Avoiding the Armageddon at Sea
From what we have learned this week, it appears the submarine is very likely, in the next war at sea, set to expand on its reputation as the greatest ship-killer in history. We are not sure if the dire situation which we have allowed anti-submarine warfare to fall can be reversed, but here are some suggestions:
- A freeze on the construction of all large warships, with savings going to increase smaller hulls geared toward anti-submarine warfare.
- A very long-range replacement for ASROC, which should be able to strike at submarines before the latter can come into torpedo range.
- High Speed Vessels which should be fast enough to outrun a torpedo. 50 knots is good, but 100 would be better. Also stealth features to help avoid cruise missiles.
- UAVs to replace ASW helicopters, as the new drones can stay on patrol far longer and can also be launched from smaller corvette type warships. In some cases they are also faster than the helo.
- Build conventional subs, SSK’s especially geared toward hunting other submarines. There is some evidence much quieter conventional boats are a threat to the larger and noisier nuclear submarines, especially in littoral waters.

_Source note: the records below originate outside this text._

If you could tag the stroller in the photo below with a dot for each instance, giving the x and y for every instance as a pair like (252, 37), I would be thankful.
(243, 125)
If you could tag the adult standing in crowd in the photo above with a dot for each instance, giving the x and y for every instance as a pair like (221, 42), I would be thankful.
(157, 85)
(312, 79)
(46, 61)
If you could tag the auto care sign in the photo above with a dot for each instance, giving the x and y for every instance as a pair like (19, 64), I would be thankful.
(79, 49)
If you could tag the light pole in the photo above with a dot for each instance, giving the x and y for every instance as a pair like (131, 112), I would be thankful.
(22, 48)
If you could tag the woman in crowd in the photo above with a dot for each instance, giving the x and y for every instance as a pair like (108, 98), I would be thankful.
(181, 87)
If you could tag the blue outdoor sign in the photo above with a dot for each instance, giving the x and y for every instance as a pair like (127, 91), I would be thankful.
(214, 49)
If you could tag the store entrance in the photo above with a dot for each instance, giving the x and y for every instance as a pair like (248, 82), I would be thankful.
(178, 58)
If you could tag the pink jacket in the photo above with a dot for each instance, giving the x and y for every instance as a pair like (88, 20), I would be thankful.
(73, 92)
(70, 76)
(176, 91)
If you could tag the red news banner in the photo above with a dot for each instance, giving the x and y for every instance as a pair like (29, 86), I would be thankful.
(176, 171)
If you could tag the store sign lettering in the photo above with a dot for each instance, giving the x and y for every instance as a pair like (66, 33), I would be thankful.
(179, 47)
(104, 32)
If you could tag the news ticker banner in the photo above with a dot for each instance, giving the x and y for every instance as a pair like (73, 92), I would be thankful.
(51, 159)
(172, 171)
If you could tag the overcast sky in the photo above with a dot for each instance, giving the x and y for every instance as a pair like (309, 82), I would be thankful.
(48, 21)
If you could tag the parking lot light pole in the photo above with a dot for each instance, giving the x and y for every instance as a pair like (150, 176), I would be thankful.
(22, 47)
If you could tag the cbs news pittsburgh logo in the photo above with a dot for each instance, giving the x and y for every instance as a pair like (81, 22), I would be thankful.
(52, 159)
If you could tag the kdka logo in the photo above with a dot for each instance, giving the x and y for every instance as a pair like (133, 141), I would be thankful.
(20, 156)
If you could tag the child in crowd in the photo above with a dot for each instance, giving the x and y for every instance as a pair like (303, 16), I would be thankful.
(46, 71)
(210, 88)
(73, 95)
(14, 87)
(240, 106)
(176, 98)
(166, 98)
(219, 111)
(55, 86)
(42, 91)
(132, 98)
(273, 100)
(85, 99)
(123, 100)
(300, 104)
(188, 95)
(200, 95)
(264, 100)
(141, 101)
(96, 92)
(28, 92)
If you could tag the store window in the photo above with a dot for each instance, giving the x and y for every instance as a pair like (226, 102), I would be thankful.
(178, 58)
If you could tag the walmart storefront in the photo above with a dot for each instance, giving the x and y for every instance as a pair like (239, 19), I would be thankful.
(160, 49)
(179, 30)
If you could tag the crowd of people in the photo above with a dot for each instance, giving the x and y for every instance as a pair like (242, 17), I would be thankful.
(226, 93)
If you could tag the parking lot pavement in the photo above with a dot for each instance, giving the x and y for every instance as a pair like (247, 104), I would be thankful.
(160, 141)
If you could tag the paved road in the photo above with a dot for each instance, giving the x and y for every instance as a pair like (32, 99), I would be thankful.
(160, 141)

If any of these fail to answer the threat posed by the rise of the new battleship at sea, then we might try “if you can’t beat them join them”. We once proposed an “All Submarine Navy” which would give the fleet a single very survivable and deadly capital vessel, instead of the vulnerable and too pricey “All Battleship Navy” it currently deploys. While such a force geared to moving the Navy under the sea to survive might do the merchant navy little good, at least there will be something left when the next Armageddon at Sea comes, due to the West for the third time in a century ignoring or discounting the submarine threat to surface ships. Considering how amazingly advanced and well armed they have become in 65 years, we think it the last time the undersea boats’ abilities will be ignored.